L’Europe reste une puissance économique majeure. Pêle-mêle, l’UE, c’est quelque 20 % du produit intérieur brut mondial (PIB), 42 % du commerce de la planète, l’un des tout premiers pôles technologiques, le réceptacle de 30 % des investissements étrangers et une devise, l’euro, devenue la deuxième monnaie de réserve du monde.
Ces performances ne sont-elles que l’addition de réussites nationales ? Non. Elles n’ont été possibles que sous l’impulsion des traités instituant, pas à pas, un grand marché unique, l’harmonisation des règles commerciales, une concurrence libre et censée être à peu près loyale, bordée de normes sociales plus ou moins contraignantes. Contrairement à ce que croient les libéraux, le libéralisme organisé produit des réglementations à la pelle, donc de la bureaucratie.
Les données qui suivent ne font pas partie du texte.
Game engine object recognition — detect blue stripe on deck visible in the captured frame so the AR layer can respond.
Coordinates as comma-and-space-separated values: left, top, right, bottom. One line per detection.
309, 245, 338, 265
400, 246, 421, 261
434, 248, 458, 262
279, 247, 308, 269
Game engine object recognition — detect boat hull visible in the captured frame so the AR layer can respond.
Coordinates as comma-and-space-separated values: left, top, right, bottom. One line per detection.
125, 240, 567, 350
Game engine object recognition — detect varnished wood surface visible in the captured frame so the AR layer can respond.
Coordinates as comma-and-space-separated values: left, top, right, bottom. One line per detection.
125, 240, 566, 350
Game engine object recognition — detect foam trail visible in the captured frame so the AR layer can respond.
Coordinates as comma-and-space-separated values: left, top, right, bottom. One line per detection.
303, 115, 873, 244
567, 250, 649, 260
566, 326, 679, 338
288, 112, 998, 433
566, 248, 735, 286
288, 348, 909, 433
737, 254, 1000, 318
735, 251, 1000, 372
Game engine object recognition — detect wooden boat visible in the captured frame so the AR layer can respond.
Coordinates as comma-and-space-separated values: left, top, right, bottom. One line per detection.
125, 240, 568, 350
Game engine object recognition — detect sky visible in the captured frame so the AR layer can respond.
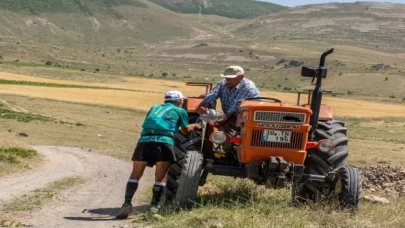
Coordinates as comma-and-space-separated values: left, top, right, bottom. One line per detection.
261, 0, 405, 7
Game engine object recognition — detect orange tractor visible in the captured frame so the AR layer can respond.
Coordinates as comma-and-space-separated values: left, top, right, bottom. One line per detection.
166, 49, 361, 211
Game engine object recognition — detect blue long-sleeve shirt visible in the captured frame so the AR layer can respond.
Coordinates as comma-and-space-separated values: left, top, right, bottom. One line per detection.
203, 78, 260, 114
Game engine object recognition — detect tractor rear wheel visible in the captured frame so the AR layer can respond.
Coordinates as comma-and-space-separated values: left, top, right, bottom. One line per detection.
292, 119, 350, 203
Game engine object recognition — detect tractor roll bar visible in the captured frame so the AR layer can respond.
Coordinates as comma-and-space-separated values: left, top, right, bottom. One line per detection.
185, 82, 213, 95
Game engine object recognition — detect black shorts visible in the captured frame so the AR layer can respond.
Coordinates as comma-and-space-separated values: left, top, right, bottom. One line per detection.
132, 142, 176, 167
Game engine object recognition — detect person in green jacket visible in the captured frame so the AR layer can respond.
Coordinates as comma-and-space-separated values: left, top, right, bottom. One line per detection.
116, 90, 201, 219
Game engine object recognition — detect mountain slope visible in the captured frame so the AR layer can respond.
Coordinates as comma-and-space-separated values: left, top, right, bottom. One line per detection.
234, 2, 405, 49
0, 0, 221, 47
148, 0, 287, 19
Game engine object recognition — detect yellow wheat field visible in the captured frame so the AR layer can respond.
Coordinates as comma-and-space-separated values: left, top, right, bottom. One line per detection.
1, 72, 405, 117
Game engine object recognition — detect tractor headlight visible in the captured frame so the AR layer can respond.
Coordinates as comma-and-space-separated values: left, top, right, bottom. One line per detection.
317, 139, 335, 153
209, 131, 227, 144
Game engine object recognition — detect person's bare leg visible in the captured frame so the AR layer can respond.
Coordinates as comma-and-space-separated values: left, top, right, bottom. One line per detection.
116, 161, 147, 219
130, 161, 148, 179
150, 161, 172, 208
155, 161, 172, 182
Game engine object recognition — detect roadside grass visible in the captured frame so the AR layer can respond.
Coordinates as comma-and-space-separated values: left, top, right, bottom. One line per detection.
0, 147, 41, 177
2, 176, 85, 212
0, 147, 37, 164
0, 219, 24, 227
137, 177, 405, 228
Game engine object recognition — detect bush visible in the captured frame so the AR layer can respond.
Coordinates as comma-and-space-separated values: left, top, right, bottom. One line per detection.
161, 72, 168, 77
45, 61, 53, 66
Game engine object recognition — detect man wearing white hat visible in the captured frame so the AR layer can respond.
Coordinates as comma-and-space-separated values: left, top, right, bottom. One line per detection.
116, 90, 201, 219
197, 65, 260, 149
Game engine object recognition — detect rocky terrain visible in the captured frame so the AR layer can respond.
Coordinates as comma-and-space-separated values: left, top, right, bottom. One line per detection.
359, 165, 405, 197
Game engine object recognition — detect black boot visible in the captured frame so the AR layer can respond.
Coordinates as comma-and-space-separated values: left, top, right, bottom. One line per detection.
116, 180, 138, 219
149, 184, 165, 213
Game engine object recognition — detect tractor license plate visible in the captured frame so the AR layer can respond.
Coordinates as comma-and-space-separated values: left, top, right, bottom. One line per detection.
262, 130, 291, 143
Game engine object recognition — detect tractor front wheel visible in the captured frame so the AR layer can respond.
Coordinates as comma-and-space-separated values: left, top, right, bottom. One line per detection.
165, 132, 202, 208
333, 165, 362, 211
175, 150, 203, 208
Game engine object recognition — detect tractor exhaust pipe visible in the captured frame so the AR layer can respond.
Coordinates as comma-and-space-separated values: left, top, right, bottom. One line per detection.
308, 48, 334, 140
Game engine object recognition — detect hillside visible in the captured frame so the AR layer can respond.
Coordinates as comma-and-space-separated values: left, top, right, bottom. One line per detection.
0, 1, 405, 99
0, 0, 226, 47
0, 0, 236, 70
148, 0, 287, 19
234, 2, 405, 49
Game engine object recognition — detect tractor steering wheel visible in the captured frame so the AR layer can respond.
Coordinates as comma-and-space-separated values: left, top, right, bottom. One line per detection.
245, 97, 282, 103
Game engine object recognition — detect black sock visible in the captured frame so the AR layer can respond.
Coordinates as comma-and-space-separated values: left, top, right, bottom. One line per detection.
151, 183, 165, 206
124, 179, 139, 204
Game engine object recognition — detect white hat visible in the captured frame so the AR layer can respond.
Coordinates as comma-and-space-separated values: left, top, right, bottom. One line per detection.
164, 90, 186, 101
220, 65, 244, 78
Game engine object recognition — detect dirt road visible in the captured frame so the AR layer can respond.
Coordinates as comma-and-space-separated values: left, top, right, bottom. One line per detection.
0, 146, 154, 228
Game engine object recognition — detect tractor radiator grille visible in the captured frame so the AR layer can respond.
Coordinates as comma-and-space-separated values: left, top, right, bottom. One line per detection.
251, 130, 304, 150
254, 111, 306, 124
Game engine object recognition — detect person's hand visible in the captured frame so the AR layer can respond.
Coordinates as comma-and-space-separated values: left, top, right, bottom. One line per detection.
190, 123, 202, 131
197, 106, 208, 115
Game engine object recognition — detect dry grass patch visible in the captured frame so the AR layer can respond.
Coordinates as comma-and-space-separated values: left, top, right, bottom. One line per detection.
0, 147, 41, 177
0, 94, 145, 159
349, 139, 405, 167
1, 81, 405, 117
2, 176, 85, 212
343, 117, 405, 167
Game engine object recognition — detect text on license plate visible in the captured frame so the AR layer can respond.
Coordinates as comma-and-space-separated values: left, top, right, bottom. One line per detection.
262, 130, 291, 143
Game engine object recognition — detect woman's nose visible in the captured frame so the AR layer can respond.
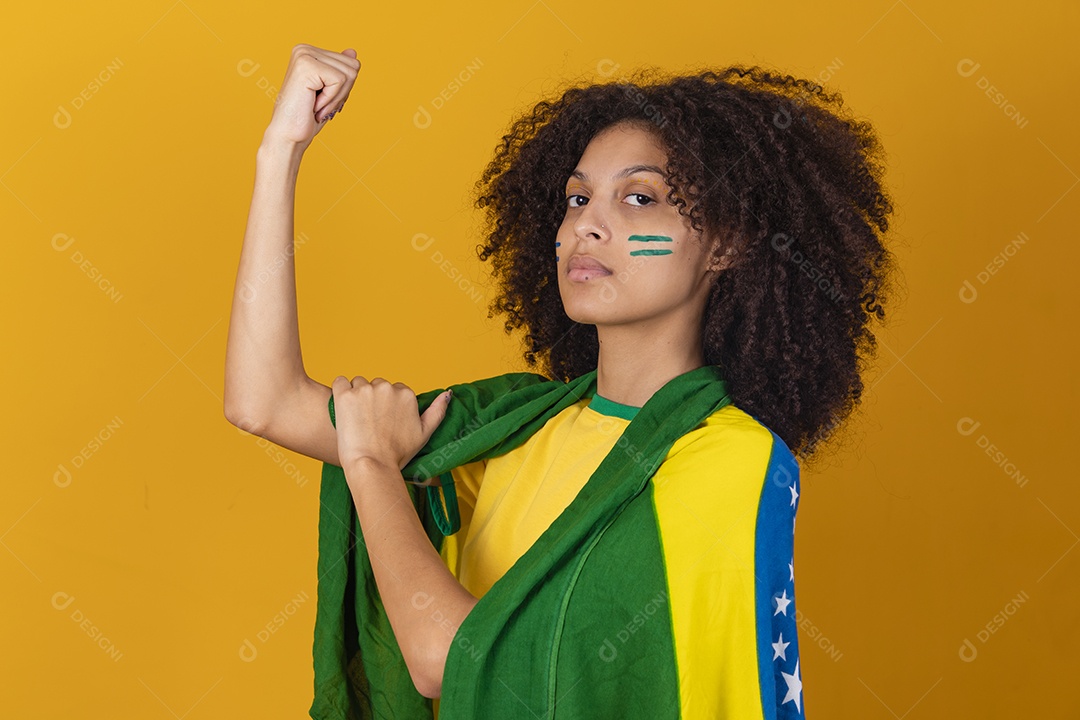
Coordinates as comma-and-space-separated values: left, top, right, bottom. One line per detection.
575, 198, 611, 239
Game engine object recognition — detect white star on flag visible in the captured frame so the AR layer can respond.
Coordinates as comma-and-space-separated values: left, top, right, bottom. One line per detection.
772, 632, 790, 661
781, 659, 803, 712
773, 588, 792, 616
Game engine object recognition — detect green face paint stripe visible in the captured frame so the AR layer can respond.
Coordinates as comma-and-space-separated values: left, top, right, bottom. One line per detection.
627, 235, 673, 242
630, 249, 674, 256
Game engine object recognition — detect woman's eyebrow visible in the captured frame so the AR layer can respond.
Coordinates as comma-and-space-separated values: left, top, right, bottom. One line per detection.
567, 164, 665, 182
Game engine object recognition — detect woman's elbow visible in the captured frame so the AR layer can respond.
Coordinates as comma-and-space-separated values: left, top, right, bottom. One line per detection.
416, 678, 442, 700
410, 643, 445, 699
412, 666, 442, 699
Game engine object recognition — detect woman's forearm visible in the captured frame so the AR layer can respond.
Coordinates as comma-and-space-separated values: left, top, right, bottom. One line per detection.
345, 457, 479, 699
224, 136, 309, 429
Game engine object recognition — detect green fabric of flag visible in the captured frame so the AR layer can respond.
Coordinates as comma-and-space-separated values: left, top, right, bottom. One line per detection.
309, 364, 731, 719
Ces succès ont leur traduction sociale, qui, là encore, porte la marque de l’Europe. A l’aune de l’indicateur du développement humain de l’ONU, l’Europe est dans le classement de tête des pays disposant de l’espérance de vie la plus longue à la naissance, des meilleures conditions d’accès à l’éducation, du plus fort PIB par habitant (Roumanie et Bulgarie exceptées). Le niveau sanitaire de l’UE est inégalé, celui des dépenses sociales par habitant aussi. L’Europe est le continent le moins inégalitaire.
UN MODÈLE DE SAVOIR VIVRE ENSEMBLE
Née hors d’Europe, la crise de 2008 a fait exploser le chômage au sein de l’Union (plus de 26 millions de sans-emploi), monter la précarité et la paupérisation. La dévastation sociale nourrit l’euroscepticisme, même si l’Europe n’y est pas pour grand-chose. Imposée par l’Allemagne, en échange de mécanismes de solidarité financière non prévus par les traités, l’austérité budgétaire a particulièrement frappé la zone euro – mais le reste de l’Europe aussi. Elle tient moins à la monnaie unique en elle-même qu’à la politique choisie pour traiter la dette publique dans la zone euro.
« Bruxelles » est accusé d’imposer ses vues, de fonctionnement non démocratique. Ce chef d’inculpation relève du bobard, très largement. L’Europe est économiquement libérale parce que ses membres ont démocratiquement choisi des options libérales. Chaque décision « européenne » est d’abord le fruit d’un accord de gouvernements démocratiquement élus placés sous le double contrôle de leurs Parlements nationaux et du Parlement européen.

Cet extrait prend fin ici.